Whipped Cream Chargers
I would describe Whipped Cream Chargers’ sound as a cacophony of eager Princes, some more desperate than others, wooing Rapunzel, Zelda and the ghost of Princess Diana down from their share-house/ivory-tower/maxi-pad for spliffs and 2nd base.
We take inspiration from unrequited love (and the subsequent murder that ensues not long after), high/higher states of consciousness, natural tobacco, Iso brand cream cylinders, free meals, free beers and freedom.
It might surprise people to learn that in Japan, it is common folklore that when a cat becomes too fat, it runs the risk of growing an extra tail and transforming into its original being of a Demi-God. Aeons ago, the forces-that-be took the Cat God’s power and enormous size and turned it into a pre-evolved critter. Subsequently, this mythos leads to innumerable euthanasia of fat cats all around japan.

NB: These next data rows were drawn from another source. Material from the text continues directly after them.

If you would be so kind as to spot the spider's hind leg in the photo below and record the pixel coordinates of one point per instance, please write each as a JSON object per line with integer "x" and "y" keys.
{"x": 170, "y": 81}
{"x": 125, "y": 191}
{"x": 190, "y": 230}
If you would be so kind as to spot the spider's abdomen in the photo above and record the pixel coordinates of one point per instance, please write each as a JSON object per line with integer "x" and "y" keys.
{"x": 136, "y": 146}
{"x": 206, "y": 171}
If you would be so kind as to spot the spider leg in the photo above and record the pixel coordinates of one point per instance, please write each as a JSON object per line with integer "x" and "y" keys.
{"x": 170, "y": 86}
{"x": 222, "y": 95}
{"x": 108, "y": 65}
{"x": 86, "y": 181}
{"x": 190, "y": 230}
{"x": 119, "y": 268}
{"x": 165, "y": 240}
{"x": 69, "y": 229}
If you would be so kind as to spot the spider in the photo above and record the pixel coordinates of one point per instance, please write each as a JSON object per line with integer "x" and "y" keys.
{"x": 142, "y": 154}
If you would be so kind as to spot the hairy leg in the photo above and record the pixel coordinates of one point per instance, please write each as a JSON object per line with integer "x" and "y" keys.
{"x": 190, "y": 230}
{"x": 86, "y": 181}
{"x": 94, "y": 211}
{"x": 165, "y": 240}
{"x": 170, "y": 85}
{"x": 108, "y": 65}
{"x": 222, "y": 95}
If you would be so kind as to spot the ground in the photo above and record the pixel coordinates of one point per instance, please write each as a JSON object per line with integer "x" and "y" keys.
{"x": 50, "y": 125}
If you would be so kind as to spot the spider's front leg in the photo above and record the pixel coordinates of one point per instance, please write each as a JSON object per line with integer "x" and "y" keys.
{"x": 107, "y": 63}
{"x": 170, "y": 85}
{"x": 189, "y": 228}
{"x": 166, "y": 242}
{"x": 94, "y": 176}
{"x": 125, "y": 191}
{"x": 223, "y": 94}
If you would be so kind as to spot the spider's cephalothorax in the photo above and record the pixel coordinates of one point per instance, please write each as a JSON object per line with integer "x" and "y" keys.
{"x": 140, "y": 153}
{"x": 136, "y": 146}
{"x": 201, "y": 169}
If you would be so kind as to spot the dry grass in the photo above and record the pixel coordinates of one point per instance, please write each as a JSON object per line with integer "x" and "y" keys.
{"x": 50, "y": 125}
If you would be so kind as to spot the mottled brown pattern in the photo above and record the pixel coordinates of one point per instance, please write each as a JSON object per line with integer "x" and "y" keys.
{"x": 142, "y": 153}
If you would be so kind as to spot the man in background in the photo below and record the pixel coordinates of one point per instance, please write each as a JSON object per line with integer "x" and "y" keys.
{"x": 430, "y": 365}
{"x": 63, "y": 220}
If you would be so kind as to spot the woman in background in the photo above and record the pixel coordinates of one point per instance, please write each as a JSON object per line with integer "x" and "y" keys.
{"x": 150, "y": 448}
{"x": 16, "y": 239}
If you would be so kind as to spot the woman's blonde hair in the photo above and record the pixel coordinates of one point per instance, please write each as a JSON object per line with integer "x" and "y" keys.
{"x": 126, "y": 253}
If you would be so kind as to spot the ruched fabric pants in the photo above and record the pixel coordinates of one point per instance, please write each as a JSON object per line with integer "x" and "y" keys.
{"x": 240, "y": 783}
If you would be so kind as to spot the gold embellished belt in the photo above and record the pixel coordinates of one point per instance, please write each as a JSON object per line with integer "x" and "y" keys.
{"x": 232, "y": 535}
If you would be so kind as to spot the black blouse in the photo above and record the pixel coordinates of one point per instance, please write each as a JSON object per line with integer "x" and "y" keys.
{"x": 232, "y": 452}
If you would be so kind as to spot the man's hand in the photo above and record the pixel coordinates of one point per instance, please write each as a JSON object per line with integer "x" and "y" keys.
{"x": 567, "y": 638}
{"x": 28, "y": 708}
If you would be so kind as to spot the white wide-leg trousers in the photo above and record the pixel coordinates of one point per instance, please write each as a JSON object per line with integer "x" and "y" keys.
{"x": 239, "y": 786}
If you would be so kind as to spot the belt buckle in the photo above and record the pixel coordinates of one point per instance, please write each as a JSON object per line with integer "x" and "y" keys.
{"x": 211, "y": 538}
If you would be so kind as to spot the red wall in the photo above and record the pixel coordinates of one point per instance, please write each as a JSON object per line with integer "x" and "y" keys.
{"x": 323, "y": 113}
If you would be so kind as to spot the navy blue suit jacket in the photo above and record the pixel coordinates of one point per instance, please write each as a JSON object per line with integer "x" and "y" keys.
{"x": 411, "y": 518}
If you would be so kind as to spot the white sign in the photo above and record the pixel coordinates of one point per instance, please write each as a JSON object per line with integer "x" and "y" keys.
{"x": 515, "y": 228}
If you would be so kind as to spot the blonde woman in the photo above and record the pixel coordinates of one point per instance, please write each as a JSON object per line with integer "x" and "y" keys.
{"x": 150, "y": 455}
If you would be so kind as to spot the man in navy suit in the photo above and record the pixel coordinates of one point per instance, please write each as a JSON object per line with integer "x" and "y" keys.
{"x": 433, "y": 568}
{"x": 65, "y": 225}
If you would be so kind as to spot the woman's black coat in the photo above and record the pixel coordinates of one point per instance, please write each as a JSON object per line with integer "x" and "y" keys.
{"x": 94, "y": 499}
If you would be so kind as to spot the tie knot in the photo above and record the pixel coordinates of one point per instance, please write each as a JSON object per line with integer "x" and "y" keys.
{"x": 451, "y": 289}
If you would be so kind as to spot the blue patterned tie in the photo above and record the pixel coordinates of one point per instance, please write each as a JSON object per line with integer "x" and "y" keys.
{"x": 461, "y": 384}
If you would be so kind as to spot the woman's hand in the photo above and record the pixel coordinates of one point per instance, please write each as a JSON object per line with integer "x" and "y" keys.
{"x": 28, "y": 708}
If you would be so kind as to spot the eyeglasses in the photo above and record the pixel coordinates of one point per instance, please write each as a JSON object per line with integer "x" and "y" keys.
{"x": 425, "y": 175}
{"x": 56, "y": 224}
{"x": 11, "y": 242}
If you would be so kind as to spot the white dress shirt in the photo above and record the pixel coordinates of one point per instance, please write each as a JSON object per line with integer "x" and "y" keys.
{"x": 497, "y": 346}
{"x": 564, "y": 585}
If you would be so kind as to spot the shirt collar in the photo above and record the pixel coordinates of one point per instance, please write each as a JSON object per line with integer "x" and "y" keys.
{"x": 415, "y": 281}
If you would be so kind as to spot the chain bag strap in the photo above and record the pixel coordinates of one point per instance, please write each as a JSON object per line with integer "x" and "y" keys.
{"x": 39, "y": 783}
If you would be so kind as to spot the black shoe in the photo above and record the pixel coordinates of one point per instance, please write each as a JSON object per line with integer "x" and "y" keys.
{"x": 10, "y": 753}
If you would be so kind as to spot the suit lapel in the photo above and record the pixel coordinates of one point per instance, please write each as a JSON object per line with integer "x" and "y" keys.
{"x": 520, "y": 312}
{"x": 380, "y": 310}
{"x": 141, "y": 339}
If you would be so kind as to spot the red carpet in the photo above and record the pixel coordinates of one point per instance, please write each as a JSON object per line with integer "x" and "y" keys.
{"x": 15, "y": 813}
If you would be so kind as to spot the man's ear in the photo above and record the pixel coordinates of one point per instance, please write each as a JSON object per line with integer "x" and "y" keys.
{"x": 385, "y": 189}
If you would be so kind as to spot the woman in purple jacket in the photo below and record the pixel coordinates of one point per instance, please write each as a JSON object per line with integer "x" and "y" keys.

Sydney is said to be worse than it actually is. In Sydney, it is necessary for a band to really put in the miles to survive given a lack of council and arts based endorsement. Rather than depending on that support, underground bands are pushed to solicit and promote themselves with the support of nobody else but each other. For example, Ping! is what one may consider a supergroup, consisting of members of Warhorse, Domeyko/Gonzalez, Danimals, Bridezilla, Whipped Cream Chargers, Dead China Doll and Arkestra. Its an absolute honor to associate and be down with these sick puppies (not the terrible band) in a city that I feel I like more than it likes me. There are then promoters who deserve honorable mentions for supporting and more-or-less carrying the weight of live music on their shoulders: the likes of Jasper Clifford-Smith (Chocolate Jesus), James Shirlaw (Double Dragon), Lucas George (Goodbye Sunshine Festival), Mikey Carr (Musicfeeds) and Mark Gerber (Oxford Art Factory). Nothing however, can or will redeem the shitty excuse for public transport in this city.
I wish Whipped Cream Chargers had written The Prophet by Kahil Gibran. Apparently it is used more frequently than any other book to get laid. Even more than The Game.
In five years time we’ll all ascend to higher astral levels with the help of aliens, say some pseudo-scientists. If that doesn’t eventuate, Sydney will be a bustling scene filled with squids and coral, The Blue Mountains will be a beach destination and the remaining living members of the Whippy C’s will all be able to grow beards… hopefully.